We're trying to upgrade from the old RxJava-based Mongo driver mongodb-driver-rx (v1.5.0) to the newer mongodb-driver-reactivestreams (v1.13.1) - not the newest one because of dependencies, but certainly a lot newer. The old RxJava one has been end-of-life for years. Everything works correctly with the new driver, but under high load the performance is taking too big a hit and we can't explain why.
Some background info about our app:
Our (Java) app runs on AWS EC2 (at peak times around 30 m5.xlarge instances), and is based on a Vertx and RxJava stack. We are running a Mongo cluster (m5.12xlarge) with 1 primary and 2 secondaries. Typical number of simultaneous connections to Mongo at peak times is a few thousand. We have a gatling based load test in place which typically runs for 1 hour with 60 AWS EC2 instances, 1 primary Mongo and 2 secondaries like in production, and with 100k simultaneous users.
A few observations:
- Microbenchmarking a simple piece of integration testing code (which does a few common db operations) indicates no significant performance difference between the old and new driver.

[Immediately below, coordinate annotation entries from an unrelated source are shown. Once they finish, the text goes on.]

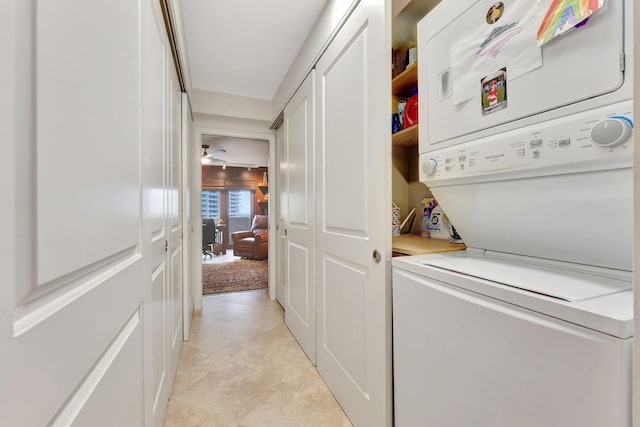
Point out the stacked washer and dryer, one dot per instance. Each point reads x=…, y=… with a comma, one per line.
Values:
x=532, y=324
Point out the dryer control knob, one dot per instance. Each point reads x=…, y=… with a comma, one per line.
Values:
x=430, y=166
x=612, y=131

- With the old driver we're seeing good performance overall in the load test, avg 20ms response time and 200ms response time within 99% percentile.
- With the new driver, running the same load test, things explode (over 2000ms avg response time, and eventually over 60% failed requests due to waiting queues getting full).

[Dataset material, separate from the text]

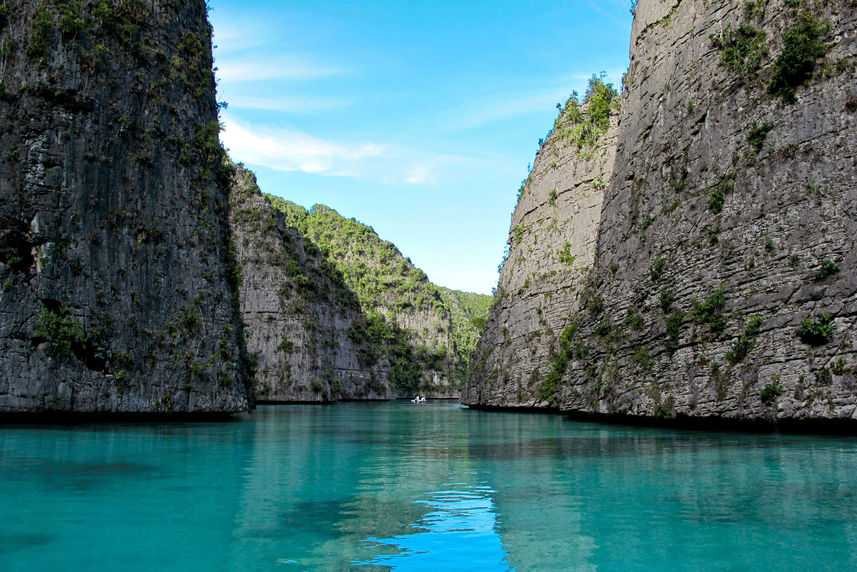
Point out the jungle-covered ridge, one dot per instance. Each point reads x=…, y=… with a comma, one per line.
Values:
x=417, y=326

- If we run the load test with only 1 EC2 instance and 1.6k simultaneous users (which is the same load per instance), there is no significant performance difference between the old and new driver, and things run relatively smoothly.
MongoDB driver settings:
clusterSettings = "{hosts=[localhost:27017], mode=MULTIPLE, requiredClusterType=UNKNOWN, requiredReplicaSetName='null', serverSelector='LatencyMinimizingServerSelector{acceptableLatencyDifference=15 ms}', clusterListeners='[]', serverSelectionTimeout='30000 ms', localThreshold='30000 ms', maxWaitQueueSize=500, description='null'}"

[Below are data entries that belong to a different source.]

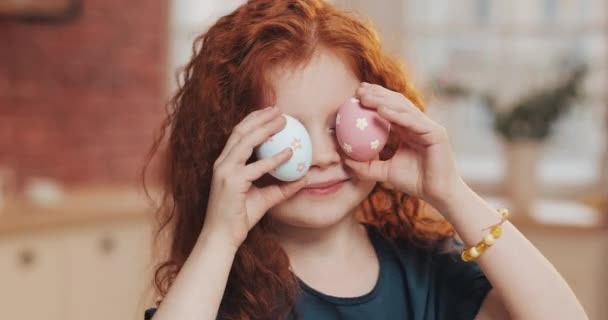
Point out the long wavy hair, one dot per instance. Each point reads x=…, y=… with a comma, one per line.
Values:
x=227, y=78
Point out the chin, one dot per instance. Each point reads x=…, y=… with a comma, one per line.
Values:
x=305, y=210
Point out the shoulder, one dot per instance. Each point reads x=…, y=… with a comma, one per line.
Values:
x=458, y=288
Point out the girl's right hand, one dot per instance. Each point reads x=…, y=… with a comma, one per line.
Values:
x=235, y=203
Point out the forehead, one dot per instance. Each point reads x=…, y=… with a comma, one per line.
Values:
x=315, y=89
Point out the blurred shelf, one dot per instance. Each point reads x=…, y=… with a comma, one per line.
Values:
x=79, y=207
x=555, y=213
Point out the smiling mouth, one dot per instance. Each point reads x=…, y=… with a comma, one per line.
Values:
x=325, y=188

connectionPoolSettings = "ConnectionPoolSettings{maxSize=100, minSize=0, maxWaitQueueSize=50000, maxWaitTimeMS=5000, maxConnectionLifeTimeMS=0, maxConnectionIdleTimeMS=300000, maintenanceInitialDelayMS=0, maintenanceFrequencyMS=60000, connectionPoolListeners=[]}"
heartbeatSocketSettings = "SocketSettings{connectTimeoutMS=10000, readTimeoutMS=10000, keepAlive=true, receiveBufferSize=0, sendBufferSize=0}"
readPreference = "primary"
serverSettings = "ServerSettings{heartbeatFrequencyMS=10000, minHeartbeatFrequencyMS=500, serverListeners='[]', serverMonitorListeners='[]'}"
socketSettings = "SocketSettings{connectTimeoutMS=10000, readTimeoutMS=0, keepAlive=true, receiveBufferSize=0, sendBufferSize=0}"
sslSettings = "SslSettings{enabled=false, invalidHostNameAllowed=true, context=null}"
writeConcern = "WriteConcern{w=null, wTimeout=null ms, fsync=null, journal=null"
Things we've tried: (all to no avail)
- Switching Mongo db version (we are currently still on 3.6, but we've tried 4.0 too);
- Adding a Vertx based RxJava scheduler around every db operation (we've tried
Schedulers.io()
, andRxHelper.scheduler(vertx)
) - Configuring Mongo settings with a
AsynchronousSocketChannelStreamFactoryFactory
containing aAsynchronousChannelGroup
with fixed threadpool of size 100; - Configuring Mongo settings with a
NettyStreamFactoryFactory
containing aNioEventLoopGroup
; - Playing around with the maximum Mongo connection pool per instance (varying from 100 to 500);
Things that cannot help us for now: (we know these, some of these are on our roadmap, but they would be too time consuming for now)
- Better index management (we've already optimized this, there are no queries that use an inefficient collscan)
- Splitting up the app into smaller services
- Easing the load on Mongo by employing in-memory JVM caching (Guava) or remote caching (Redis) - we already do this to some extent
- Getting rid of Vertx in favor of, for instance, Spring Boot
It seems like it is some kind of pooling or threading issue, but we can't pinpoint the exact problem, and profiling this kind of problem is also very hard.
Any thoughts on what may cause the problem and how to fix it?